Artificial intelligence is the greatest investment opportunity of our lifetime. The time to invest in groundbreaking AI is now, and this stock is a steal! AI is eating the world—and the machines behind it are ravenous. Each ChatGPT query, each model update, each robotic breakthrough consumes massive amounts of energy. In fact, AI is already pushing global power grids to the brink. Wall Street is pouring hundreds of billions into artificial intelligence—training smarter chatbots, automating industries, and building the digital future. But there’s one urgent question few are asking: Where will all of that energy come from? AI is the most electricity-hungry technology ever invented. Each data center powering large language models like ChatGPT consumes as much energy as a small city. And it’s about to get worse. Even Sam Altman, the founder of OpenAI, issued a stark warning: “The future of AI depends on an energy breakthrough.” Elon Musk was even more blunt: “AI will run out of electricity by next year.” As the world chases faster, smarter machines, a hidden crisis is emerging behind the scenes. Power grids are strained. Electricity prices are rising. Utilities are scrambling to expand capacity. And that’s where the real opportunity lies… One little-known company—almost entirely overlooked by most AI investors—could be the ultimate backdoor play. It’s not a chipmaker. It’s not a cloud platform. But it might be the most important AI stock in the US owns critical energy infrastructure assets positioned to feed the coming AI energy spike. As demand from AI data centers explodes, this company is gearing up to profit from the most valuable commodity in the digital age: electricity. The “Toll Booth” Operator of the AI Energy Boom It owns critical nuclear energy infrastructure assets , positioning it at the heart of America’s next-generation power strategy. , positioning it at the heart of America’s next-generation power strategy. It’s one of the only global companies capable ...
Artificial intelligence is the greatest investment opportunity of our lifetime. The time to invest in groundbreaking AI is now, and this stock is a steal! AI is eating the world—and the machines behind it are ravenous. Each ChatGPT query, each model update, each robotic breakthrough consumes massive amounts of energy. In fact, AI is already pushing global power grids to the brink. Wall Street is p...
Artificial intelligence is the greatest investment opportunity of our lifetime. The time to invest in groundbreaking AI is now, and this stock is a steal! AI is eating the world—and the machines behind it are ravenous. Each ChatGPT query, each model update, each robotic breakthrough consumes massive amounts of energy. In fact, AI is already pushing global power grids to the brink.

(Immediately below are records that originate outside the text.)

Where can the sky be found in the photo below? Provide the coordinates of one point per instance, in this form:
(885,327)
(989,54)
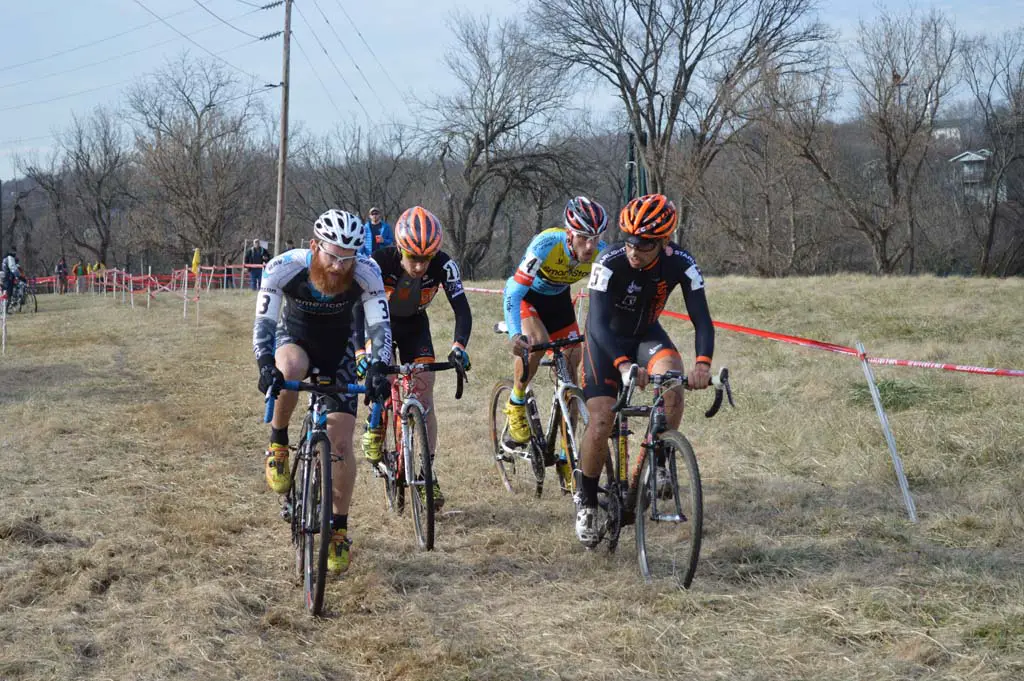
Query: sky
(351,59)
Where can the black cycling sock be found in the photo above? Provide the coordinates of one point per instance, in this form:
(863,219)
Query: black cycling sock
(589,491)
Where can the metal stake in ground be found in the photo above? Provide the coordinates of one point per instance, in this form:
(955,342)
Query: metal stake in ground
(897,463)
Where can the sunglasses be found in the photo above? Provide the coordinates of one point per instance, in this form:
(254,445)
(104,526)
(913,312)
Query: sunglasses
(417,258)
(336,259)
(646,246)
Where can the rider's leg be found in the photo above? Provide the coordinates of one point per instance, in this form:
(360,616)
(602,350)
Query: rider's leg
(532,327)
(659,355)
(293,362)
(339,431)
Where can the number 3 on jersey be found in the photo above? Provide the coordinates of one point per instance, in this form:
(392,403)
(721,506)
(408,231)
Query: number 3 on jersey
(599,278)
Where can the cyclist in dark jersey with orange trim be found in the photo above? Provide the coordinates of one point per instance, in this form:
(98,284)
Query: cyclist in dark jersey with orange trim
(629,287)
(413,270)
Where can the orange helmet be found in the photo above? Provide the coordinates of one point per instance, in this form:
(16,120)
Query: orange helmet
(418,231)
(652,216)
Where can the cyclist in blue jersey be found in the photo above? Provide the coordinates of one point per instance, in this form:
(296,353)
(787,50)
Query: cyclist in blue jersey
(538,302)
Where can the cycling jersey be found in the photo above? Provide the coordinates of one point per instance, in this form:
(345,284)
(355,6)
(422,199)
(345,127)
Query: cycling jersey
(547,268)
(315,320)
(625,303)
(410,297)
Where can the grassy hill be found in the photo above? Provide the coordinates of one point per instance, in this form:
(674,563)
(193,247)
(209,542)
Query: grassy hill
(137,539)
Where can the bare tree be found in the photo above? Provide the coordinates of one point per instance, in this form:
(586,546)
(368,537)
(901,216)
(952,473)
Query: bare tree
(675,65)
(496,131)
(903,70)
(994,72)
(193,133)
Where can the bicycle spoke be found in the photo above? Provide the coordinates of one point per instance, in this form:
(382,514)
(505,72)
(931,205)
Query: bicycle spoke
(669,524)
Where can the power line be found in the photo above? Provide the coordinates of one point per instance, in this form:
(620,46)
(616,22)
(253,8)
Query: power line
(316,74)
(350,57)
(124,54)
(169,26)
(333,64)
(227,24)
(103,87)
(94,42)
(359,34)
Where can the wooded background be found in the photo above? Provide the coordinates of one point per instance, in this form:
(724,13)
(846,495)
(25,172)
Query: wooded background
(785,152)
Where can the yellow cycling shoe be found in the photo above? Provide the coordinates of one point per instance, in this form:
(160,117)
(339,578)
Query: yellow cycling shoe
(279,476)
(338,552)
(518,423)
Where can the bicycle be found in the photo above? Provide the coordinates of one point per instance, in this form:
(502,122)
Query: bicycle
(406,459)
(655,480)
(519,464)
(307,503)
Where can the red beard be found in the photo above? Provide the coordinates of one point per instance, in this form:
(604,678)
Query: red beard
(328,283)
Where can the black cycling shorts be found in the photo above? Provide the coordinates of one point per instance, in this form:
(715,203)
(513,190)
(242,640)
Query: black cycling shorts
(601,378)
(328,358)
(412,338)
(555,312)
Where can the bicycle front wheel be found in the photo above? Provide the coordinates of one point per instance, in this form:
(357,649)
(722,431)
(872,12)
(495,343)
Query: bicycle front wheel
(316,530)
(513,461)
(669,511)
(420,467)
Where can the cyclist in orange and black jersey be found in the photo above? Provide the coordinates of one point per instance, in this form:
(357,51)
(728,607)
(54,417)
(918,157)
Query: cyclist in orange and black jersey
(629,287)
(413,270)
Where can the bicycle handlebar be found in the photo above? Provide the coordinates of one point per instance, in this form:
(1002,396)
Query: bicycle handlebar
(542,347)
(300,386)
(416,367)
(720,381)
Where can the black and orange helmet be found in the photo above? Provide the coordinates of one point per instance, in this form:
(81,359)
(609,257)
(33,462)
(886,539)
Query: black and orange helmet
(418,231)
(585,216)
(652,216)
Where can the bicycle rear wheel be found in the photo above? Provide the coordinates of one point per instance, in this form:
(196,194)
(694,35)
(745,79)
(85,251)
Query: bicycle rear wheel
(570,432)
(512,461)
(419,466)
(294,499)
(669,526)
(316,530)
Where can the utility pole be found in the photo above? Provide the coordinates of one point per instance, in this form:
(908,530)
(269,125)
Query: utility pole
(283,146)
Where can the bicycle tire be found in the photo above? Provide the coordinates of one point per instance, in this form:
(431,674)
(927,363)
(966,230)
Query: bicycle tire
(609,499)
(300,470)
(316,533)
(418,463)
(571,437)
(514,467)
(670,545)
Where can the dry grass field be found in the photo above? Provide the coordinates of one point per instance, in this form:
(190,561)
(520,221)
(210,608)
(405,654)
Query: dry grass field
(137,539)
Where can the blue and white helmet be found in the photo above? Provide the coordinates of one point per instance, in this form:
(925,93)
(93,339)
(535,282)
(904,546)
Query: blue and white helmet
(341,228)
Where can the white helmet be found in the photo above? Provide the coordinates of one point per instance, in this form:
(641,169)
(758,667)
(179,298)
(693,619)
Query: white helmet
(341,228)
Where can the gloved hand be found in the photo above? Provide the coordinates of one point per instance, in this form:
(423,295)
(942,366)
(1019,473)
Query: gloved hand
(361,364)
(460,355)
(269,375)
(377,384)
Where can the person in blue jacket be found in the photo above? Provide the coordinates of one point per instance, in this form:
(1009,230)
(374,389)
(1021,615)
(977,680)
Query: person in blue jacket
(378,233)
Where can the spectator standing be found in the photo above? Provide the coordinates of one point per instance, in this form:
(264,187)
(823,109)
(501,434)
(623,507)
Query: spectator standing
(61,273)
(378,233)
(254,256)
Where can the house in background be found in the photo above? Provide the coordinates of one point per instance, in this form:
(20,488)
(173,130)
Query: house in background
(974,175)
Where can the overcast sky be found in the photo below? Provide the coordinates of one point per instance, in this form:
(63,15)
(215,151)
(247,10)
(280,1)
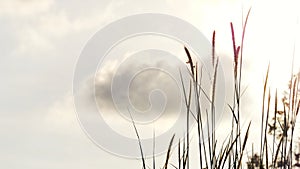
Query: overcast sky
(41,40)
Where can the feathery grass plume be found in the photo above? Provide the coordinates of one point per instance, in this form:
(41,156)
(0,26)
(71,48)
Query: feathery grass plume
(139,140)
(169,152)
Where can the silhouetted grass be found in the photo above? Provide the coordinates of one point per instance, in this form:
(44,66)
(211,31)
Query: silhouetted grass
(276,138)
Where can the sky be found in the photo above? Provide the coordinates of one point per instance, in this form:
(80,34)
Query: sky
(42,41)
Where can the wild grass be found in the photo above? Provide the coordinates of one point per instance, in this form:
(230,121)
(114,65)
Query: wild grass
(276,135)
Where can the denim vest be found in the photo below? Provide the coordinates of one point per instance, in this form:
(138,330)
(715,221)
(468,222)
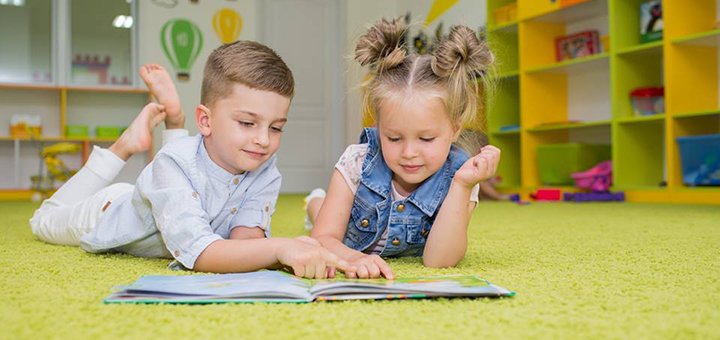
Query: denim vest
(410,219)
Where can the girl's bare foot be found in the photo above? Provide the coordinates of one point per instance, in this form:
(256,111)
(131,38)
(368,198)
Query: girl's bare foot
(138,136)
(161,86)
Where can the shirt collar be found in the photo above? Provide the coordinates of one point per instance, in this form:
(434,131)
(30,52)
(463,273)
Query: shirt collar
(213,169)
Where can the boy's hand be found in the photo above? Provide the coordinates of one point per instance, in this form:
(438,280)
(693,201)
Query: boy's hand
(308,259)
(370,267)
(478,168)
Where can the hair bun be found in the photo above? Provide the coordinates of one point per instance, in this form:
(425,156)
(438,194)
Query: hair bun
(382,46)
(461,51)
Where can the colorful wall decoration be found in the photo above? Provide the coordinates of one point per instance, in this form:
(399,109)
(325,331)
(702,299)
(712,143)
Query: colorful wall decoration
(227,25)
(181,42)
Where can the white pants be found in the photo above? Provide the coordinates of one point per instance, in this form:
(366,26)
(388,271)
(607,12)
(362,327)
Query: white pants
(76,207)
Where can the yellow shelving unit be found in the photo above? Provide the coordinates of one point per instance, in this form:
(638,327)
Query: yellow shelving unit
(544,100)
(65,108)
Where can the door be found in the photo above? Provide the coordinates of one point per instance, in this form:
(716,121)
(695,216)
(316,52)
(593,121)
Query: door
(308,36)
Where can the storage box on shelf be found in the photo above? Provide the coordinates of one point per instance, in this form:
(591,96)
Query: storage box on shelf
(554,108)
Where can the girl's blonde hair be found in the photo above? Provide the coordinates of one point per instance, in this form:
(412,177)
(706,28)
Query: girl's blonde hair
(455,72)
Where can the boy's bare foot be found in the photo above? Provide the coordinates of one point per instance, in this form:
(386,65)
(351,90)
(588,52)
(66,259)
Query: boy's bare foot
(138,136)
(161,86)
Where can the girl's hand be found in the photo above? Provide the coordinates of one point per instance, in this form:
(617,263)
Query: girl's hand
(309,259)
(369,267)
(479,168)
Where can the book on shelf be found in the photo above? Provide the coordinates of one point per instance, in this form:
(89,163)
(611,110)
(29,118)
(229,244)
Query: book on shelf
(277,287)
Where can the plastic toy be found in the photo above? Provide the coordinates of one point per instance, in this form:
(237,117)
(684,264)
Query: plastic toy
(547,195)
(594,196)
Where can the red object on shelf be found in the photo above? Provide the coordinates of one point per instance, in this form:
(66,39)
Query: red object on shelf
(577,45)
(547,195)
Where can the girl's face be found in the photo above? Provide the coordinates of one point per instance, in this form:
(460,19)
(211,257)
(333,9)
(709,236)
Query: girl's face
(415,138)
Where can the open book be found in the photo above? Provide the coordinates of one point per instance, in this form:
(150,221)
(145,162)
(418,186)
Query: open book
(274,286)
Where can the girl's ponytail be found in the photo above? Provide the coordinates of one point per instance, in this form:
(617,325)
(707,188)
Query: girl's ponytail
(381,47)
(464,60)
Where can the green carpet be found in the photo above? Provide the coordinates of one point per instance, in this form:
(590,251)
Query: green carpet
(587,270)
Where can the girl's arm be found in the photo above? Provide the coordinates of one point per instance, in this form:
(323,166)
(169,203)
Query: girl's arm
(447,242)
(331,222)
(331,225)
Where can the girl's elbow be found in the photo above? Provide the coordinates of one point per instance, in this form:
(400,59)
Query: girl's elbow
(439,263)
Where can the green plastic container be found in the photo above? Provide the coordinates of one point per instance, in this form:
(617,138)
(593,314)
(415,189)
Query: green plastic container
(557,162)
(108,131)
(76,131)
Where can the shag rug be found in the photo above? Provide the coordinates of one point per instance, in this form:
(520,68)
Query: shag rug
(616,270)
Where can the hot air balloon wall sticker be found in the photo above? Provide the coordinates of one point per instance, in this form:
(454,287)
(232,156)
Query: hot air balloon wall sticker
(181,41)
(227,25)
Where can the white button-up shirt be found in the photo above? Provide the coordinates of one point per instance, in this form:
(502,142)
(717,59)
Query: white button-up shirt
(182,202)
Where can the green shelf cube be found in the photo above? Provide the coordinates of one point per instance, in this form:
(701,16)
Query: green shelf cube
(76,131)
(557,162)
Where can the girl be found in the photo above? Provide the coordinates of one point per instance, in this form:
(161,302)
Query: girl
(406,190)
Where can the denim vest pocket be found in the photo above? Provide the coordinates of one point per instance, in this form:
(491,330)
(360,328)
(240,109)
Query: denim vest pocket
(417,233)
(362,227)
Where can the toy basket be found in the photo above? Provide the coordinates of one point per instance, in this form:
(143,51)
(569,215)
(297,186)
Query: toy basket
(700,158)
(596,179)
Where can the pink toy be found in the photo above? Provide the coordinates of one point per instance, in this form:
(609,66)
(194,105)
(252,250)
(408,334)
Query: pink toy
(597,179)
(547,195)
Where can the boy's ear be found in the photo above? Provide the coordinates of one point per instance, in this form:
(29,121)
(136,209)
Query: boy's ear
(202,118)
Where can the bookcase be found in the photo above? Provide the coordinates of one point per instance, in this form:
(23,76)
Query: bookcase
(66,63)
(540,101)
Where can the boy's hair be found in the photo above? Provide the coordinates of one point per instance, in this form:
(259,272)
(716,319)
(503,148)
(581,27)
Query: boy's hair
(245,62)
(451,72)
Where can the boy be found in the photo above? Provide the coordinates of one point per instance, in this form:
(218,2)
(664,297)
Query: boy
(204,200)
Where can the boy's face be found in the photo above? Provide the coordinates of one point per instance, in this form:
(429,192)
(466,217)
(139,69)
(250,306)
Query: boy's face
(415,135)
(243,130)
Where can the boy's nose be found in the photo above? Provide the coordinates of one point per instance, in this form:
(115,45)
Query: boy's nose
(262,138)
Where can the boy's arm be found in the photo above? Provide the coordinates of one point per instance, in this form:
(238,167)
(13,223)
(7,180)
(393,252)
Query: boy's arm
(305,259)
(244,233)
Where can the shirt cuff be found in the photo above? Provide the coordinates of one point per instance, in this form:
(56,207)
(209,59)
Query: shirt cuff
(189,256)
(172,134)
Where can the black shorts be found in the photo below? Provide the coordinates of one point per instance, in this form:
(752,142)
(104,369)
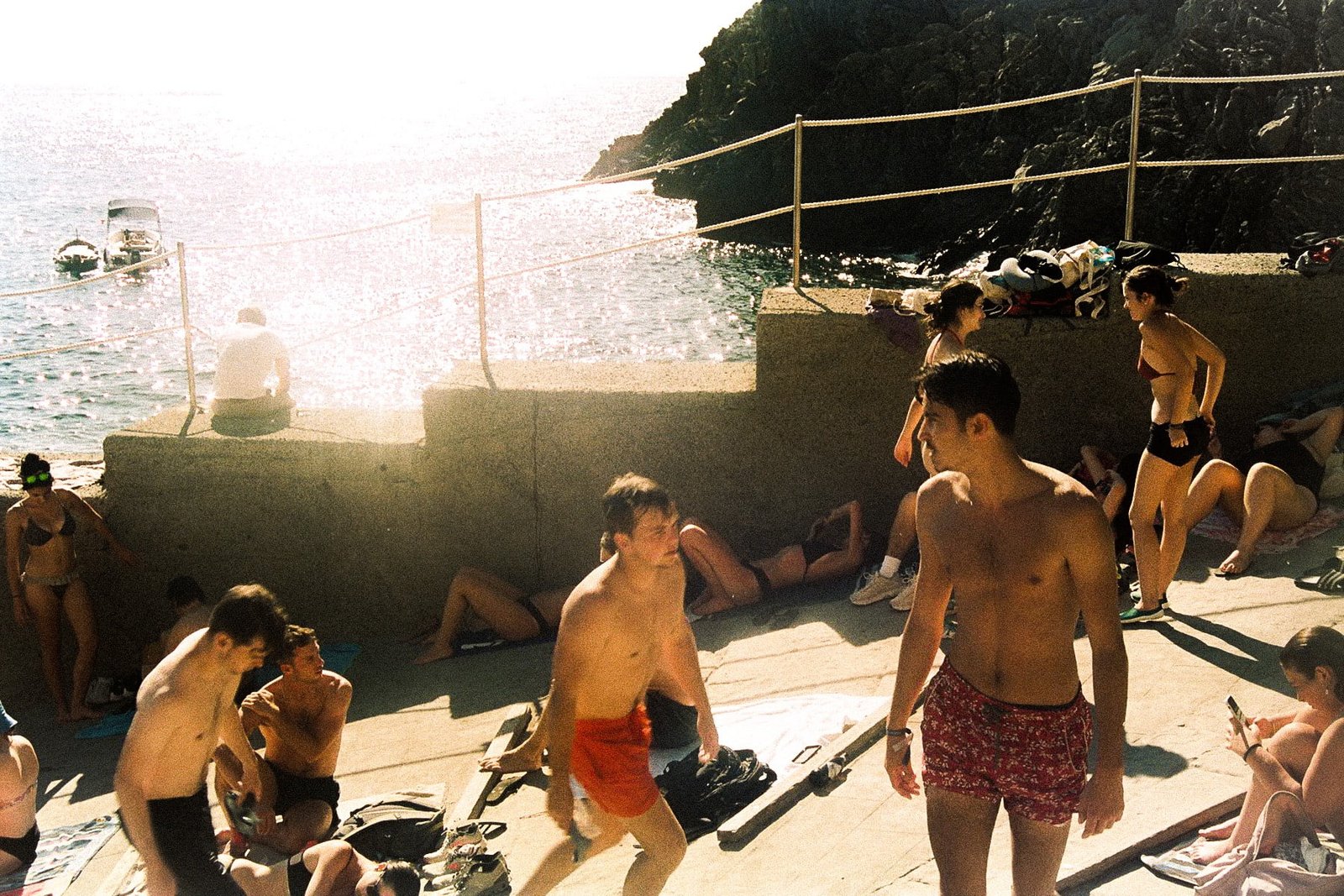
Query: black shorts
(1160,443)
(186,842)
(22,848)
(296,789)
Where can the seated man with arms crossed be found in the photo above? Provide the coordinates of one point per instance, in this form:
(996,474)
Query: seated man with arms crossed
(302,715)
(186,708)
(18,799)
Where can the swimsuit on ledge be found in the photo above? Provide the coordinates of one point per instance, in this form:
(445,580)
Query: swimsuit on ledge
(1032,758)
(22,848)
(611,758)
(295,789)
(1196,439)
(186,842)
(37,537)
(1294,458)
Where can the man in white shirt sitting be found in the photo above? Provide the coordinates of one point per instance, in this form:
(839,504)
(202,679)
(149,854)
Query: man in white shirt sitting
(249,352)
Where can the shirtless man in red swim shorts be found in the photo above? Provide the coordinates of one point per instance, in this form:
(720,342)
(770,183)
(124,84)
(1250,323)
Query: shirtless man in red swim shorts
(622,626)
(1026,550)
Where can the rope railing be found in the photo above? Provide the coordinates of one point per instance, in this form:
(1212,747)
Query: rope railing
(85,281)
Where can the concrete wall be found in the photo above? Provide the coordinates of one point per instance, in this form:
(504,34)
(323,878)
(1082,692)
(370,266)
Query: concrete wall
(360,519)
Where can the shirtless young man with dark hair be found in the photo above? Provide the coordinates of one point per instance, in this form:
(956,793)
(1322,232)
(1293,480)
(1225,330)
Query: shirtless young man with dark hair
(1026,550)
(185,710)
(302,715)
(622,626)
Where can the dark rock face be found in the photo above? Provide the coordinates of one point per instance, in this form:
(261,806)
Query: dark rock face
(859,58)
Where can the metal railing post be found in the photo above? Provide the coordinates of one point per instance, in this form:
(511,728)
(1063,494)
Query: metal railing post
(1133,155)
(480,289)
(186,324)
(797,201)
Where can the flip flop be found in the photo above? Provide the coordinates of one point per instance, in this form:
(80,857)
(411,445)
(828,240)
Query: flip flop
(1327,578)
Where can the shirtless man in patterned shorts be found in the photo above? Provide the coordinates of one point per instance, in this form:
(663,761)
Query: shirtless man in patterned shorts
(1026,548)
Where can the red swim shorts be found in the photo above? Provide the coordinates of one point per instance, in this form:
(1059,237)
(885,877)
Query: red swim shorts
(1032,758)
(611,758)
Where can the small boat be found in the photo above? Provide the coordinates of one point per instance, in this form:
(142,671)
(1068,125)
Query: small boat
(134,233)
(77,257)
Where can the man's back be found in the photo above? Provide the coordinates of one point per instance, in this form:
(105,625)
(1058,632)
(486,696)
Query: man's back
(248,355)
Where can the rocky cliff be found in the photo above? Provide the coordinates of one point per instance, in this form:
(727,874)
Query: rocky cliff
(855,58)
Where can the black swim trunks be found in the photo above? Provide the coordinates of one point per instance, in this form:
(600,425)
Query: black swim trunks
(22,848)
(295,789)
(1196,439)
(186,842)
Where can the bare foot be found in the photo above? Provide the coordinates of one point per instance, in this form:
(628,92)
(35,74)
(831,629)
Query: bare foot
(1209,851)
(432,654)
(511,761)
(1221,831)
(1236,563)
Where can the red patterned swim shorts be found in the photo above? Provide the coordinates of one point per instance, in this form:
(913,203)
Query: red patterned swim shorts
(1032,758)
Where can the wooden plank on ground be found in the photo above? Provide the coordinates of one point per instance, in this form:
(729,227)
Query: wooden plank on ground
(786,792)
(512,730)
(1166,835)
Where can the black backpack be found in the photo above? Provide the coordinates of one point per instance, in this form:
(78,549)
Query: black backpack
(703,797)
(1132,254)
(394,829)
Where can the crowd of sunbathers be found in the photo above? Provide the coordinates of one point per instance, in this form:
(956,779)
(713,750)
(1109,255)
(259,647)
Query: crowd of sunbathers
(622,636)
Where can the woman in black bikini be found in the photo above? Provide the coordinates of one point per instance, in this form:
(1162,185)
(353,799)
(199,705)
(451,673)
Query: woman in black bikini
(1274,486)
(47,582)
(833,548)
(1168,355)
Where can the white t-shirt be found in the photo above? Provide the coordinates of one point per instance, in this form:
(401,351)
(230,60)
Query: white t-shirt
(248,355)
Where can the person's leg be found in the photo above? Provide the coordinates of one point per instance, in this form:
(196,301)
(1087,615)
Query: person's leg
(80,611)
(1270,501)
(1149,488)
(1175,531)
(1218,484)
(1294,746)
(960,829)
(468,590)
(729,582)
(1038,849)
(46,620)
(663,841)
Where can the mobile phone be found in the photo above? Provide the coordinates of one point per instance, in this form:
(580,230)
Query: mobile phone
(1241,719)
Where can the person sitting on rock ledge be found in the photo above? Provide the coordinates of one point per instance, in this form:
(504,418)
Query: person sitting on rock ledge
(1276,485)
(249,354)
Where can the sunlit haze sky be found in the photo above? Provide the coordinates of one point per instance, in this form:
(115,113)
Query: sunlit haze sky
(292,46)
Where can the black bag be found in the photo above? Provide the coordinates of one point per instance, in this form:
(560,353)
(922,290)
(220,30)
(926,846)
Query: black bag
(703,797)
(396,829)
(1132,254)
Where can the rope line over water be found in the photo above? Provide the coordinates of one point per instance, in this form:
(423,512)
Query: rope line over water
(85,281)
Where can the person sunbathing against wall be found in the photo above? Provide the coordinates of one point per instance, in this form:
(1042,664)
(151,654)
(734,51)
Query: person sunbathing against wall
(302,715)
(331,868)
(18,799)
(833,548)
(1301,752)
(1274,486)
(479,600)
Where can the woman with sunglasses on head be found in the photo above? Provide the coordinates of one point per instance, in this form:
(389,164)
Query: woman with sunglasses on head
(1168,356)
(47,582)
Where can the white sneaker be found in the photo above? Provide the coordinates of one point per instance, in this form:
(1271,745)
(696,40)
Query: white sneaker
(875,587)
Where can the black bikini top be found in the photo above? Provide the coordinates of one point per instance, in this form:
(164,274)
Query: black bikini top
(37,537)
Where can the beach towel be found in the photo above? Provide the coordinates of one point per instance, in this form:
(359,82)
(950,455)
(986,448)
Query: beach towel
(1221,527)
(339,658)
(62,853)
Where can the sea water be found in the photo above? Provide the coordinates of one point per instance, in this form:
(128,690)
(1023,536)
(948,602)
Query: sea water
(230,170)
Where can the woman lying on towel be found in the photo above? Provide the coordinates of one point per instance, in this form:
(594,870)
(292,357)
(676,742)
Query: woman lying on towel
(1274,486)
(331,868)
(1301,752)
(833,548)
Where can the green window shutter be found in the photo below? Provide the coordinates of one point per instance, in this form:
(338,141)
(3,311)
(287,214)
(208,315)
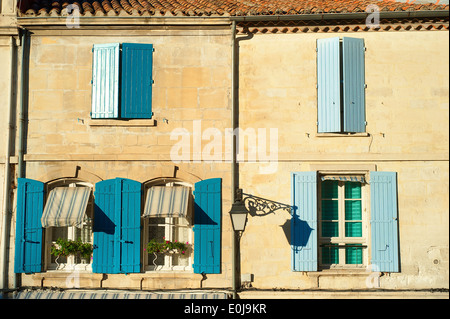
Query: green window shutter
(304,221)
(384,221)
(353,73)
(105,80)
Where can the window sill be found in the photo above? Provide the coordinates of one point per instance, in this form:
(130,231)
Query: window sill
(342,135)
(116,122)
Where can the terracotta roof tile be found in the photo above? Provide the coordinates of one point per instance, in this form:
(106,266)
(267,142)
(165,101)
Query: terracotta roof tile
(215,7)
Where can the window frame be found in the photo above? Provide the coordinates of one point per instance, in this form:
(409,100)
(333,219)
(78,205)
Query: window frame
(342,240)
(169,226)
(70,264)
(343,85)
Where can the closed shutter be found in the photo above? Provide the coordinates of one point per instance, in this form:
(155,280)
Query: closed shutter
(384,221)
(328,86)
(105,81)
(105,260)
(354,84)
(28,244)
(207,226)
(304,221)
(136,82)
(117,226)
(129,192)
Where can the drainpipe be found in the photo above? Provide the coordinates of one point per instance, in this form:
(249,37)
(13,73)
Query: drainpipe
(22,120)
(24,62)
(7,174)
(234,177)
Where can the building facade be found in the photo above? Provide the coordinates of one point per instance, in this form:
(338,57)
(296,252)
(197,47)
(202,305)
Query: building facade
(127,114)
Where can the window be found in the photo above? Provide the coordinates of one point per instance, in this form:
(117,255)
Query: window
(342,226)
(122,81)
(331,227)
(83,232)
(168,229)
(341,85)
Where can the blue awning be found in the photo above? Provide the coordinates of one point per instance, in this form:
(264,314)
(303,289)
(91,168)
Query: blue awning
(344,178)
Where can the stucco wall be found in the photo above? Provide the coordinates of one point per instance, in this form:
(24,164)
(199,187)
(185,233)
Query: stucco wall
(407,115)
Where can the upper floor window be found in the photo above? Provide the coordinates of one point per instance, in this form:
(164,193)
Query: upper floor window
(341,85)
(122,81)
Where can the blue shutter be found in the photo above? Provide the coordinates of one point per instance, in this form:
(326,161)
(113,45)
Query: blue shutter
(384,221)
(28,245)
(105,81)
(136,83)
(354,84)
(105,259)
(304,221)
(130,225)
(207,226)
(328,86)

Wall Street is pouring hundreds of billions into artificial intelligence—training smarter chatbots, automating industries, and building the digital future. But there’s one urgent question few are asking: Where will all of that energy come from? AI is the most electricity-hungry technology ever invented. Each data center powering large language models like ChatGPT consumes as much energy as a small city. And it’s about to get worse. Even Sam Altman, the founder of OpenAI, issued a stark warning: “The future of AI depends on an energy breakthrough.” Elon Musk was even more blunt: “AI will run out of electricity by next year.” As the world chases faster, smarter machines, a hidden crisis is emerging behind the scenes. Power grids are strained. Electricity prices are rising. Utilities are scrambling to expand capacity. And that’s where the real opportunity lies… One little-known company—almost entirely overlooked by most AI investors—could be the ultimate backdoor play. It’s not a chipmaker. It’s not a cloud platform. But it might be the most important AI stock in the US owns critical energy infrastructure assets positioned to feed the coming AI energy spike. As demand from AI data centers explodes, this company is gearing up to profit from the most valuable commodity in the digital age: electricity. The “Toll Booth” Operator of the AI Energy Boom It owns critical nuclear energy infrastructure assets , positioning it at the heart of America’s next-generation power strategy. , positioning it at the heart of America’s next-generation power strategy. It’s one of the only global companies capable ...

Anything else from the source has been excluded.